"Classification of texts for the automatic detection of themes in a system of sorts out automatic of complaints"
U.F.R of the Sciences and Techniques, University of Rouen
Supervisors
M. Thierry PAQUET
Professor, University of Rouen France
and
M. Laurent HEUTTE
HDR, University of Rouen France
The post-sale service or the client service of an enterprise is solicited more and more by the clientele, through the intermediary of handwritten mail notably.

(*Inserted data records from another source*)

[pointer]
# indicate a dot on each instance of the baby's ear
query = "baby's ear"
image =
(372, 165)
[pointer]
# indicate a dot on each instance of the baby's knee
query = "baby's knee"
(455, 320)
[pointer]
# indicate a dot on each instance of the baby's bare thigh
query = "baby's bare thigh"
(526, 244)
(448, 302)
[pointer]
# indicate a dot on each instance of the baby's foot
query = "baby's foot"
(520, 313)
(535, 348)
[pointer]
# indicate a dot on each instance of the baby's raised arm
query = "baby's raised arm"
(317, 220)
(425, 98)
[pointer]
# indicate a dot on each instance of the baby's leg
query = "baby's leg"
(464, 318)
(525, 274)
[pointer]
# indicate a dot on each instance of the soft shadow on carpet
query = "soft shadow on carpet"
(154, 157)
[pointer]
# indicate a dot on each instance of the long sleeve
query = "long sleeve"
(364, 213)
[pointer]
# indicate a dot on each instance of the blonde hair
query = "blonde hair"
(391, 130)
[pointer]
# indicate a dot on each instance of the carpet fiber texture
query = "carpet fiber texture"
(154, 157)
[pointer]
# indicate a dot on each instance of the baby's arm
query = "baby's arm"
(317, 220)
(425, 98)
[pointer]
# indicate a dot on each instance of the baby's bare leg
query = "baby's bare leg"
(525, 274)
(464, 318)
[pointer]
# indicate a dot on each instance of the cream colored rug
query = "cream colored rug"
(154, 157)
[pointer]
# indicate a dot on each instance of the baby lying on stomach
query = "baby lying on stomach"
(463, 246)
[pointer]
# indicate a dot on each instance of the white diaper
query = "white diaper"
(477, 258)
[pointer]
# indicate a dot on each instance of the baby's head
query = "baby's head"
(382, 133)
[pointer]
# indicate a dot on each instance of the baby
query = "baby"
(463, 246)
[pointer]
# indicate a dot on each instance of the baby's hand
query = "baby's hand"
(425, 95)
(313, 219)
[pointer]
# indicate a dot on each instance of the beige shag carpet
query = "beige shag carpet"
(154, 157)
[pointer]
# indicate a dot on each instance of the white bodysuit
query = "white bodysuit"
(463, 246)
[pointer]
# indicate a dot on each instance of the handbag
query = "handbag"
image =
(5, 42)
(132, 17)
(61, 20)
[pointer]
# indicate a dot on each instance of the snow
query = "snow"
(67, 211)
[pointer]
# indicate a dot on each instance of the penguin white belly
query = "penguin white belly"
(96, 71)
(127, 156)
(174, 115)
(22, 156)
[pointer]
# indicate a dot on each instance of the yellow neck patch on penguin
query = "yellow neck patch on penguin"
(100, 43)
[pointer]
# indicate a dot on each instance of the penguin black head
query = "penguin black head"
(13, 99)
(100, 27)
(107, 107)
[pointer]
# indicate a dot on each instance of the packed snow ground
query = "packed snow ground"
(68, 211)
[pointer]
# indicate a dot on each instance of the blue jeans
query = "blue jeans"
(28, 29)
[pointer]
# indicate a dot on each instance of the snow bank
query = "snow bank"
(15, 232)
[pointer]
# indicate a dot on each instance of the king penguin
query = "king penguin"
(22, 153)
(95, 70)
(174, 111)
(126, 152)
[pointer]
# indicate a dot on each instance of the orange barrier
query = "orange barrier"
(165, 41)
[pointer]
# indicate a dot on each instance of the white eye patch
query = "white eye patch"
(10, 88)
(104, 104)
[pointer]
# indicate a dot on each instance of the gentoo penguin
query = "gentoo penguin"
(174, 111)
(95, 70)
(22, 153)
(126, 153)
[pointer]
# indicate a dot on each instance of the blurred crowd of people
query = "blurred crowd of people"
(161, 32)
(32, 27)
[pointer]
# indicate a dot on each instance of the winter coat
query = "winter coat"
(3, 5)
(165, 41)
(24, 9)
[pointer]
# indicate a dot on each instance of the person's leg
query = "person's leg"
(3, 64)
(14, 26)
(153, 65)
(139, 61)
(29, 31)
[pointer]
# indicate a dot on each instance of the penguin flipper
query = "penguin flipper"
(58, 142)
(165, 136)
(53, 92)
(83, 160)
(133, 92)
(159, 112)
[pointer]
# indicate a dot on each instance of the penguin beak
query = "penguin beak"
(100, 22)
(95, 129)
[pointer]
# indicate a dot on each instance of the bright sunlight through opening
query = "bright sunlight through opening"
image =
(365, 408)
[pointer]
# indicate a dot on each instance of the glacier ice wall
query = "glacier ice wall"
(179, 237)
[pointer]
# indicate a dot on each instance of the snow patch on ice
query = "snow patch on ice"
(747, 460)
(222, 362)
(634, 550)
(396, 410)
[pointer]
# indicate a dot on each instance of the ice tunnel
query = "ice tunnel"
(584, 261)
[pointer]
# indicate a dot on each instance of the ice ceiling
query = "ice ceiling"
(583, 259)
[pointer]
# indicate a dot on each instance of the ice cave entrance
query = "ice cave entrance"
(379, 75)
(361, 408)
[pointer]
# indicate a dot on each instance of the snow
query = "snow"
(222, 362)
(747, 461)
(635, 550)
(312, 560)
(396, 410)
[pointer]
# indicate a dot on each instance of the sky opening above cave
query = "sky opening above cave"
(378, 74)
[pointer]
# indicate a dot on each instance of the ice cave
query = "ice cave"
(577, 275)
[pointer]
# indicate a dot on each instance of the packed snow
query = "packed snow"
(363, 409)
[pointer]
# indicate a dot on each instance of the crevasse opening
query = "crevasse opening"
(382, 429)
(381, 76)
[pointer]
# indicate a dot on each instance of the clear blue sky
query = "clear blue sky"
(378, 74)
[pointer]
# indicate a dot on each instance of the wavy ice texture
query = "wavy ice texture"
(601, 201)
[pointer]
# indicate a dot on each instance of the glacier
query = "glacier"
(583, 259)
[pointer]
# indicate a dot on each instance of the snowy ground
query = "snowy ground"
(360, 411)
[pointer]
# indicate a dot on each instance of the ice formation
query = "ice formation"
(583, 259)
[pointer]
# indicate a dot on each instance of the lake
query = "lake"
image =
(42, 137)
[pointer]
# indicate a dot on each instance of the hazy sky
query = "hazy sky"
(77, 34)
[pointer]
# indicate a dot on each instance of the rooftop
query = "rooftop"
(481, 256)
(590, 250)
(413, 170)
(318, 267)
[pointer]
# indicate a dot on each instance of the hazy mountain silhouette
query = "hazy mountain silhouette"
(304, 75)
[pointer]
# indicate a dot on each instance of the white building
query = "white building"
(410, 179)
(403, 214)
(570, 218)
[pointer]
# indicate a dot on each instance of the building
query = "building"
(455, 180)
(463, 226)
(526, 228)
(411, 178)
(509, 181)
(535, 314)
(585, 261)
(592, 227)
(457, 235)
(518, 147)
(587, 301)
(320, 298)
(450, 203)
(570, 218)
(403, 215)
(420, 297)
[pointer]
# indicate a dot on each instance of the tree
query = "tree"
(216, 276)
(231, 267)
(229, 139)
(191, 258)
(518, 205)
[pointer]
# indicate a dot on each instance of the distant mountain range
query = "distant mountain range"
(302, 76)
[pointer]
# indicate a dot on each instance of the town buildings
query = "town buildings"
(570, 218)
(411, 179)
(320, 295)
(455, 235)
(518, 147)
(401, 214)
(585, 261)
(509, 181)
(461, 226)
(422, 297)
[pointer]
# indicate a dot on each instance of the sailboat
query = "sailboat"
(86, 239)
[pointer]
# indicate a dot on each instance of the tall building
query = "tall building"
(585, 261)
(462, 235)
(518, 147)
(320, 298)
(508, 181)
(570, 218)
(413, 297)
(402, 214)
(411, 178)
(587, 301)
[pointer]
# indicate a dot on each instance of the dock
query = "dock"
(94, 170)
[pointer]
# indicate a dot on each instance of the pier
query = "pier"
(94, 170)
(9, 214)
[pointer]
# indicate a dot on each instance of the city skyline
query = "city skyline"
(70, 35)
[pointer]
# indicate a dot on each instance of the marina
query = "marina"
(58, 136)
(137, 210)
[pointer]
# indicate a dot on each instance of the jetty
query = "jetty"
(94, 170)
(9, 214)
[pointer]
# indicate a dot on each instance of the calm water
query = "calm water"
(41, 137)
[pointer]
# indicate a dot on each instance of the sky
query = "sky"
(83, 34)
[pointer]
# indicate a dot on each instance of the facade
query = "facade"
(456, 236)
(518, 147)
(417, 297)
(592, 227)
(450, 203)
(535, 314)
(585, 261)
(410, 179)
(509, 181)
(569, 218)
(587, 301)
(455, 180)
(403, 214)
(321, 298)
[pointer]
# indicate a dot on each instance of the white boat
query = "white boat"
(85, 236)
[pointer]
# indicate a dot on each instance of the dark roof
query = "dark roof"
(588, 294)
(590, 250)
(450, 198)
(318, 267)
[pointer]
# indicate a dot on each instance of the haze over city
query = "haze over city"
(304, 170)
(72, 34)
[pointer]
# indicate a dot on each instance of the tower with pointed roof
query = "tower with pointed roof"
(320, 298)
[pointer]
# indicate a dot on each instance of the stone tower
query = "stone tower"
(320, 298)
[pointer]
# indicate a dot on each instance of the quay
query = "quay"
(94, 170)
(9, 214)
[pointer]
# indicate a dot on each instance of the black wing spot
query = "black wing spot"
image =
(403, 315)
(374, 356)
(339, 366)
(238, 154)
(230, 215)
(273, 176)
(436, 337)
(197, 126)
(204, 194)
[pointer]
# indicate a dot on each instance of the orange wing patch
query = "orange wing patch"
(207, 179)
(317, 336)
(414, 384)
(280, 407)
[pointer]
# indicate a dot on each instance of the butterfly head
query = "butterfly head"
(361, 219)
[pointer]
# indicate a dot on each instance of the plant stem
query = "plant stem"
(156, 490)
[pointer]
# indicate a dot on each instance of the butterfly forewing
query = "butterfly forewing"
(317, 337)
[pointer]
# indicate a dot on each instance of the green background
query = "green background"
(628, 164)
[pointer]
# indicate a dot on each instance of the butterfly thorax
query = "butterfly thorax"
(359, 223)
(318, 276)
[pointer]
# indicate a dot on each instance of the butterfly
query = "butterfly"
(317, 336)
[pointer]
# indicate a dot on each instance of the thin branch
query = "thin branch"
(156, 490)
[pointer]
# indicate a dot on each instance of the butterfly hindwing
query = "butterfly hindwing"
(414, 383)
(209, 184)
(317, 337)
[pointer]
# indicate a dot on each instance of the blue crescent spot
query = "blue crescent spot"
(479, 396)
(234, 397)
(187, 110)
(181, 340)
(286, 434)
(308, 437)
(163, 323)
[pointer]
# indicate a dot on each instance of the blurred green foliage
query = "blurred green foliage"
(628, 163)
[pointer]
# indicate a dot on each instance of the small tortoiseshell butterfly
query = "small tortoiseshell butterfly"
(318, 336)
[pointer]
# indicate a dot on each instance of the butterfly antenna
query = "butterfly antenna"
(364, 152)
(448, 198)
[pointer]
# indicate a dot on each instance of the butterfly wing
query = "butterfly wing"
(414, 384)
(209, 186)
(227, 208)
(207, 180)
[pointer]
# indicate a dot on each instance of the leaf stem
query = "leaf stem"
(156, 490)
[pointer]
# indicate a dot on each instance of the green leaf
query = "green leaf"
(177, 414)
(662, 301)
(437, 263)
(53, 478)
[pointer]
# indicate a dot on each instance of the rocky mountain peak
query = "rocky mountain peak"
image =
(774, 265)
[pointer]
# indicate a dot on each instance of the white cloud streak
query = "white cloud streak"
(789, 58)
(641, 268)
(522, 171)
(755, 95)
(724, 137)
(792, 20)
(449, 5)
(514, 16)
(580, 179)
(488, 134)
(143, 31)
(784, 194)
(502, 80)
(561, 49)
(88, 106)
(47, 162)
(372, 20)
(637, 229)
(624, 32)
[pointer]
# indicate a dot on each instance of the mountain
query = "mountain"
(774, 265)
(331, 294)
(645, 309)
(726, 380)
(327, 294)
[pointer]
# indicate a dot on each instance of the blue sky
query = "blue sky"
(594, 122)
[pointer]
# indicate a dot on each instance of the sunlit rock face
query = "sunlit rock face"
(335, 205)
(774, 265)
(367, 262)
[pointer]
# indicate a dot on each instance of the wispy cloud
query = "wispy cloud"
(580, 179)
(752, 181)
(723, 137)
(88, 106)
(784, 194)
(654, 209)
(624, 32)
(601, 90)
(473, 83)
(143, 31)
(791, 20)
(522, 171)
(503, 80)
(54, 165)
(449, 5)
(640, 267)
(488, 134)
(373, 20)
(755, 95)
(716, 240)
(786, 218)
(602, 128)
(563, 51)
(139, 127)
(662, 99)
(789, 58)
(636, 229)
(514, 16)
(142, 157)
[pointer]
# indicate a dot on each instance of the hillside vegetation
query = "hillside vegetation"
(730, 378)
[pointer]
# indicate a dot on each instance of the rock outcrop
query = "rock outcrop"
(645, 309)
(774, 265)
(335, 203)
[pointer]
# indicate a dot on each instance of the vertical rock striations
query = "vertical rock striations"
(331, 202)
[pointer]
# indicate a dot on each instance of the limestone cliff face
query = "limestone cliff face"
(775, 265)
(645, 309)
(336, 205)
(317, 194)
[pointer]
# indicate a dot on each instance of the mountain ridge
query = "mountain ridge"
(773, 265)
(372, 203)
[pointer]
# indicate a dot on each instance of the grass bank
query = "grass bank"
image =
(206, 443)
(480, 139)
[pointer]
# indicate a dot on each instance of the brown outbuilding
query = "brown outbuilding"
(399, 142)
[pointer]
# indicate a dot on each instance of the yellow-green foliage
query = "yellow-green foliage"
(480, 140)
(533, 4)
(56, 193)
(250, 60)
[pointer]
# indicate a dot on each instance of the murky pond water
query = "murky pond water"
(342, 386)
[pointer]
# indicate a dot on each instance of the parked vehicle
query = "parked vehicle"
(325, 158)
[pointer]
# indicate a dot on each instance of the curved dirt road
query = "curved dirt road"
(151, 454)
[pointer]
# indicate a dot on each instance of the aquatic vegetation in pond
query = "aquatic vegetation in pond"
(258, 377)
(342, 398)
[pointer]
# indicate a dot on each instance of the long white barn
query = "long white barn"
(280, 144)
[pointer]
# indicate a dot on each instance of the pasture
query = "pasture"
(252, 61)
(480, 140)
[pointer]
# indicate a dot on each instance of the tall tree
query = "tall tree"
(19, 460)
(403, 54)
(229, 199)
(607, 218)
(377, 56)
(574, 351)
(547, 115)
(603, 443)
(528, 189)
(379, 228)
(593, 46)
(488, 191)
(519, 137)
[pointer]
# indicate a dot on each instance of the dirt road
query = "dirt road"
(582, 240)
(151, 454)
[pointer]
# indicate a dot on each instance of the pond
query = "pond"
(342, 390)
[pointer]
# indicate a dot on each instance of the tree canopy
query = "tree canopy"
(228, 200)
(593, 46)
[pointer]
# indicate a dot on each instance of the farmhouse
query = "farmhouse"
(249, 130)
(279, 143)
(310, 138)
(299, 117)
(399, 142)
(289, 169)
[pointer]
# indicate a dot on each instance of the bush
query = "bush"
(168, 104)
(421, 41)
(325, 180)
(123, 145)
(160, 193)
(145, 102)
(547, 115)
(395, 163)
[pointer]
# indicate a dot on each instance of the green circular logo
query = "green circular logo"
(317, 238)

In general, every mail includes the information that relate to a very specific theme and it is necessary to the enterprise, before the treatment of this mail, to regroup them by themes. Out the regrouping of this mail by human operators is very long and trying. The classification of this mail would be a big advantage.
The goal of the
project is to achieve a module of automatic classification of texts for the
detection of theme in a system of automatic sorting of the mail all coming. In a
first stage, we will make a bibliographic survey on the existing methods of
treatment of information in general and in particular the methods of text
categorization. Then, we will study the system of labeling of SWT that we will
use to extract the documents that are going to serve to the training of our
classifier. The classifier that we will adopt, will not only be tested on the
basis of document of SWT but also on the basis of Reuters-21578 documents, that
is a free and available basis on the clean. We go in first time to consider the
vocabulary provided by SWT like space of characteristic. Then, we will apply
methods of extractions of feature on the documents to extract another vocabulary
that either more discriminating than the first.